Tuesday, March 31, 2009

the end of March


I have been thinking about art for many years. Recently, it has seemed to me to be an expression of wordless feelings, an exercise in freely using colors and images to convey feelings that I may not have reached otherwise. The act of making art helps me think through feelings or ideas just as writers use words to make them think through ideas. I just finished a small book called "But is it art?" by Cynthia Freeland. I am interested in theory and what is expressed by thinkers about art. I was delighted by this quote from Susan Langer "Sometimes our comprehension of a total experience is mediated by a metaphorical symbol because the experience is new, and language has words and phrases only for familiar notions.....But the symbolic presentation of subjective reality for contemplation is not only tentatively beyond the words we have;it is impossible in the essential frame of language." I am sure I would not go that far, but language often stops short of some experience or need for expression that comes only with the manipulation of paint. It is to arrive more distinctly formed once a painting is finished. So I have here the painting I mentioned of the woman in her garden.



This view of Concord was just this past week.
Painting outside is slightly different from the thoughts expressed above, although I do allow myself freedom with color, there is still a representation of light and dark and a city.
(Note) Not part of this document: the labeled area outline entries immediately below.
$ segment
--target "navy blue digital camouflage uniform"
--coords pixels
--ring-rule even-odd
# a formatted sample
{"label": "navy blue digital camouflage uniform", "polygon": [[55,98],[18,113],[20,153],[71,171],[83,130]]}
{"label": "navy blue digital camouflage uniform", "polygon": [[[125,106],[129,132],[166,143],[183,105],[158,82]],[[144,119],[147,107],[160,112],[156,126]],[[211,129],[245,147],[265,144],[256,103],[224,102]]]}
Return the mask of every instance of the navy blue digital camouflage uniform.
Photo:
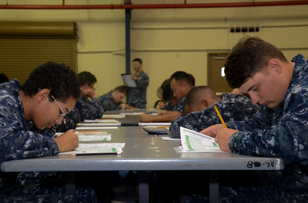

Dinah and I were out with a Plein air group a couple Sundays ago. The ice was still on the pond but it was great to be in the sun standing on it.
I have Dinah's painting of children on the ice and mine of a tree by the side.

Sunday, March 15, 2009

March light

Crazy March weather in NH means a snow storm one day and fifty degrees the next. I plan to be out in the sun this afternoon with a larger group of plein-air friends. The conversation in life drawing added to our group.
I did another painting from the drawings I made but this time I decided to start with the body in green. I wasn't sure where I was going with that start until I was at a Lucinda Williams concert the other night. The vision coalesced and I now see I did not photograph the result but will add it later today. It started with the drawing in the last blog.
I finished a small painting I did from a cross country ski tour I love to make through White Farm area in Concord. Coming back, the view is across a field to a few trees. One afternoon. the late light hit the snow to create a lavender light.
I finished another small painting based on the drawings from a model. I thought her pose suggested vulnerability so I emphasized it with the color of her body. I think the painting stands on its own and uses a pose to create a poem.

Monday, March 2, 2009

stretched thin


The winter, as beautiful as it can be, tries me with the cold, slipping as I walk, having to paint indoors, another gray day. I took one drawing from life drawing and worked it into a small, very small painting. It is 5"x8" on clayboard which sucks up the paint as fast as I put it down. I was experimenting with making the woman pink. The background came along with it.
I think there is more to say about women from the drawings I have made so I will explore making paintings from them.
This one was finished in the studio after starting it from the model. It was interesting to do. How fast time flies by. The sessions with the model are gone in a flash. The time spent later in the studio evaporates in the color of the paint.